I still write notes like that, in big tastings like those done in Asti. There's not time for anything else. But they're extremely unsatisfying.
 
That said, I still believe in noting the flavors and textures experienced - even if only for future reference and memory stimulation - along with the good stuff, how it makes us feel, and whatever flights of fancy it inspired. Though we can never relate experience satisfactorily, I don't see the point of favoring one way of describing it over another when we can describe with everything we've got. To avoid the description of flavors and textures because we want to be hip and entertain others with linguistic legerdemain shortchanges the already slight efficacy of the tasting note.
 
originally posted by Oswaldo Costa:
That said, I still believe in noting the flavors and textures experienced - even if only for future reference and memory stimulation - along with the good stuff, how it makes us feel, and whatever flights of fancy it inspired. Though we can never relate experience satisfactorily, I don't see the point of favoring one way of describing it over another when we can describe with everything we've got. To avoid the description of flavors and textures because we want to be hip and entertain others with linguistic legerdemain shortchanges the already slight efficacy of the tasting note.

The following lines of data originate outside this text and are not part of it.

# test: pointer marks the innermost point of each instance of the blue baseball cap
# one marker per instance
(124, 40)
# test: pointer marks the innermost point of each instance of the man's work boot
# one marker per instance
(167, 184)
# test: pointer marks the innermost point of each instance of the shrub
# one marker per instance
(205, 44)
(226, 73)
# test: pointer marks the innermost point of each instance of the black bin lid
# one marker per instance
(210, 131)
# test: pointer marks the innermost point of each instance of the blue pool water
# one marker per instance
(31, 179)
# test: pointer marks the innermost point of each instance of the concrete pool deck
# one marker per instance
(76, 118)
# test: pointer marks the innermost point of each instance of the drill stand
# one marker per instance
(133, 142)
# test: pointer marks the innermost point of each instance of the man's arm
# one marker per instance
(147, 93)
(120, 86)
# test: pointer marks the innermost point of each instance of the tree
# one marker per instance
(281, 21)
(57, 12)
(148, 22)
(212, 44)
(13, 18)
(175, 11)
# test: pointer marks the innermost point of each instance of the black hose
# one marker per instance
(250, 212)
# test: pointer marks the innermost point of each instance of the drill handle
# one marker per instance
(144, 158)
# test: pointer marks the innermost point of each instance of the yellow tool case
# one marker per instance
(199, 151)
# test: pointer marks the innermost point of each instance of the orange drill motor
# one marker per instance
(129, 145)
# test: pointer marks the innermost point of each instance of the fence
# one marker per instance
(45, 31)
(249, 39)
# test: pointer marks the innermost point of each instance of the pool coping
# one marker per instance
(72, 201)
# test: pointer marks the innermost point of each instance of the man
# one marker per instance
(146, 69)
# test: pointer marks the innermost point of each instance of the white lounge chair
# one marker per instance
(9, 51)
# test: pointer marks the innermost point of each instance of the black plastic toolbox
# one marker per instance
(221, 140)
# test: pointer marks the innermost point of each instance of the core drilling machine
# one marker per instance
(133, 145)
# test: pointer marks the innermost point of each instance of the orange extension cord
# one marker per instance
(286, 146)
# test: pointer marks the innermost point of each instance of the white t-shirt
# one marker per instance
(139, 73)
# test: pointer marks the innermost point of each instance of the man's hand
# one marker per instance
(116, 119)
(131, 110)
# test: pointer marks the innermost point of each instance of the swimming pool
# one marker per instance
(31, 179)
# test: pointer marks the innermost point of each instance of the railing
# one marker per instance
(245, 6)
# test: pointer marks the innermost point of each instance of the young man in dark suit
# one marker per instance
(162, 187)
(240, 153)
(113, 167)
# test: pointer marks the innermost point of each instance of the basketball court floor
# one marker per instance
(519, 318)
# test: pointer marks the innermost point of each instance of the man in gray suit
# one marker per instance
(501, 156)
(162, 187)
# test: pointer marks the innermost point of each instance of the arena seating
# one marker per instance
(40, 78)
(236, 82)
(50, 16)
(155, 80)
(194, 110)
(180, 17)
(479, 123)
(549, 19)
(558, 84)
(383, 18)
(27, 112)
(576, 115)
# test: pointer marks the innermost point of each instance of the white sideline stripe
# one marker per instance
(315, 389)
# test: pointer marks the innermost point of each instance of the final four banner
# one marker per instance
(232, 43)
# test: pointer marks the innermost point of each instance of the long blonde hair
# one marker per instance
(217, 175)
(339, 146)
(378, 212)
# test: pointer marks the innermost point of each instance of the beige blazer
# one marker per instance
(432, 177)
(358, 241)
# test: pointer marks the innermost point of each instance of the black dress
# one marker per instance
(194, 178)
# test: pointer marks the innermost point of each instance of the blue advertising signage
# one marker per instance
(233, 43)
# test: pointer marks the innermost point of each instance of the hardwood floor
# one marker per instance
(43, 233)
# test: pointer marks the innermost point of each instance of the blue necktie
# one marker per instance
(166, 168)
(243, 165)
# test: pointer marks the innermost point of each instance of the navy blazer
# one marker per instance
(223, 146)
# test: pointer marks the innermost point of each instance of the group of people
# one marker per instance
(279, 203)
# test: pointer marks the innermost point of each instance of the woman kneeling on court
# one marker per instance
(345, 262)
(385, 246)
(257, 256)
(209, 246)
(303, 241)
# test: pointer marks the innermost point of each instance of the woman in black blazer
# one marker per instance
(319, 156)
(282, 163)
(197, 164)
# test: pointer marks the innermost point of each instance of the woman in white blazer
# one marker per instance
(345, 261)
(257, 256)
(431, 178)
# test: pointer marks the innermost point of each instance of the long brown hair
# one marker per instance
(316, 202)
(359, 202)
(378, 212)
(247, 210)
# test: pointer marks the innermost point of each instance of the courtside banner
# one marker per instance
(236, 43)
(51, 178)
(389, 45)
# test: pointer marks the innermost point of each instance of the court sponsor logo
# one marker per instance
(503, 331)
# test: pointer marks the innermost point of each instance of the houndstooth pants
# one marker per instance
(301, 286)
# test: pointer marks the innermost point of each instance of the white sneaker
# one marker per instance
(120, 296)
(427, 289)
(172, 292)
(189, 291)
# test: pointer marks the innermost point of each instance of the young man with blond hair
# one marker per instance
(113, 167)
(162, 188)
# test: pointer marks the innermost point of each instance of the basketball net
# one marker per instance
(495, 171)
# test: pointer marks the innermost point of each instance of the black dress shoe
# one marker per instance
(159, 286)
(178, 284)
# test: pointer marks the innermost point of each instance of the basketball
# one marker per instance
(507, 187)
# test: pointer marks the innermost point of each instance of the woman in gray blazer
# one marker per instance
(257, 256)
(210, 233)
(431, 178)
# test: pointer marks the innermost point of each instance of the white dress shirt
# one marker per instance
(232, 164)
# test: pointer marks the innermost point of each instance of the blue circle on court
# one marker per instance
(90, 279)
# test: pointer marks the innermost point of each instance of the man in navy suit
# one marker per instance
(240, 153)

Who said anything about avoiding a description of texture?

Your statement here is pretty quick to ascribe motives ("want to be hip") in a way that is not justified by anything I said, and is also untrue. In other words, not disimilar from an slapdash tasting note.

I was careful in my reasoning to qualify repeatedly that this is a method I am interested in at this time. You have taken a bit more of a hard line stance here, as if there was one true way, and I think again, this is something that is symptomatic of a tiresome tasting note, and specious Internet discourse.
 
OK, let's everyone step back from the tasting note and take a deep retronasal breath, shall we?